お付き合いのある税理士のからご紹介をいただきました。

 

ご依頼者のX様は、お父様が個人事業主として建設業許可(鋼構造物工事)を取得しており、X様は正社員ではあるものの、お父様の経営を補佐する立場で働いていらっしゃいました。

ところが、お父様が急にお亡くなりになり、長男であるX様がその後を継がれることになりましたが、建設業許可は相続等による承継が出来ません。したがってX様が新規に許 可を取得しなければなりません。

さらに、X様ご自身は経営を補佐する立場とはいえ、正社員ですので経営業務の管理責任者としては認められないのではないか、という大きな懸念がありました。

このようなご事情のため、専門的である行政書士に相談したいとのことで、税理士の方のご紹介で弊所にお声がけいただきました。

またこれを機に、法人を設立し、法人として許可を取得したいとのことでした。

 

お父様の許可内容及び本件のご相談をまとめると次のようになります。

 

【お父様(個人事業主)の許可内容】

・代表者 … お父様(個人事業主)

       東京都知事許可(鋼構造物・一般)

・経営業務の管理責任者(経管) … お父様

・専任技術者 … X様(所定学科(高卒)+実務経験5年)

 

※ 懸念事項

・お父様の事業を承継するX様は正社員扱い(「給与者」)のため、確定申告をしてい

ない。その代わり、お父様の確定申告書の「事業専従者」の欄にはお母様のお名前はある。ただし、金額は年間90万程。

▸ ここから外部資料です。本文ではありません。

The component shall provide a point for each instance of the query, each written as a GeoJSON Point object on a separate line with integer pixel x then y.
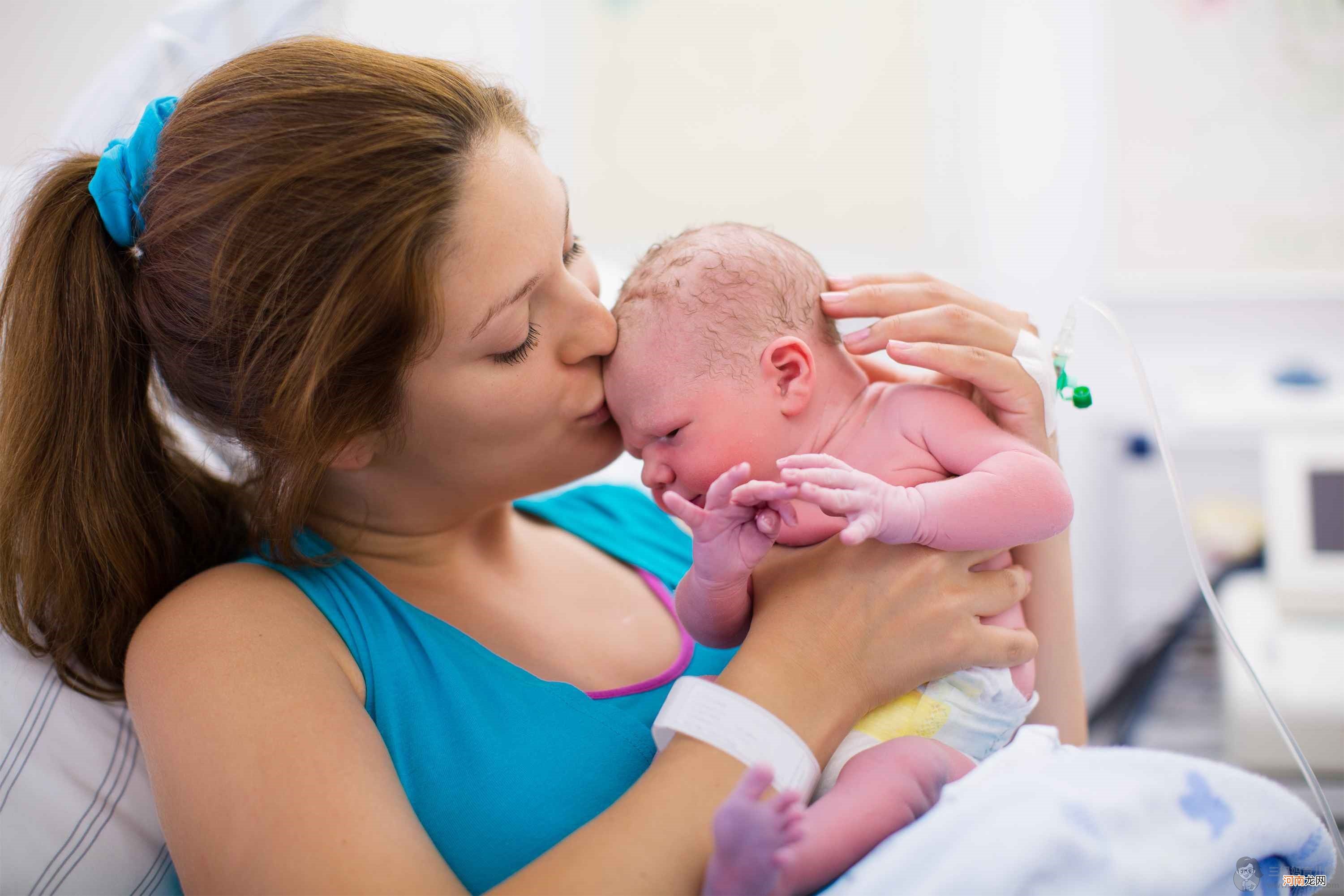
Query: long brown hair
{"type": "Point", "coordinates": [300, 201]}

・また、建設業許可の承継はできないため、お父様の許可は廃業し、X様が新規で許可取得をすることになり、その間は許可にブランクが生じてしまう。したがって手続きは可能な限り迅速に行う必要がある。

 

【X様の許可内容のご相談】

○経営業務の管理責任者

 X様のお母様が「事業専従者」であるため、お母様には経営補佐経験があるものとして認められるのか、それとも、X様が正社員扱い(「給与者」)ではあるものの経営補佐経験があるものとして認められるのか。

 → 都庁へ事前相談と事前認定は必須

 

○専任技術者

 X社長:指定学科卒業+実務経験

 

○財産要件

 純資産が500万円に満たなかったので、「残高証明書500万円以上」にて申請

   ※ 法人設立して第1期決算が未到来のため「資本金」で判断。

 

〇その他

法人(株式会社)を設立し、X様が代表取締役、お母様が取締役になる予定。上記のとおり資本金は500万未満のため、許可申請時に残高証明書が必要。

 

☆まとめ

一番のポイントは、X様(またはお母様)が、個人事業主であるお父様のもとで、経管に準じる地位として、経営補佐経験があるかどうかという証明とその手続きでした。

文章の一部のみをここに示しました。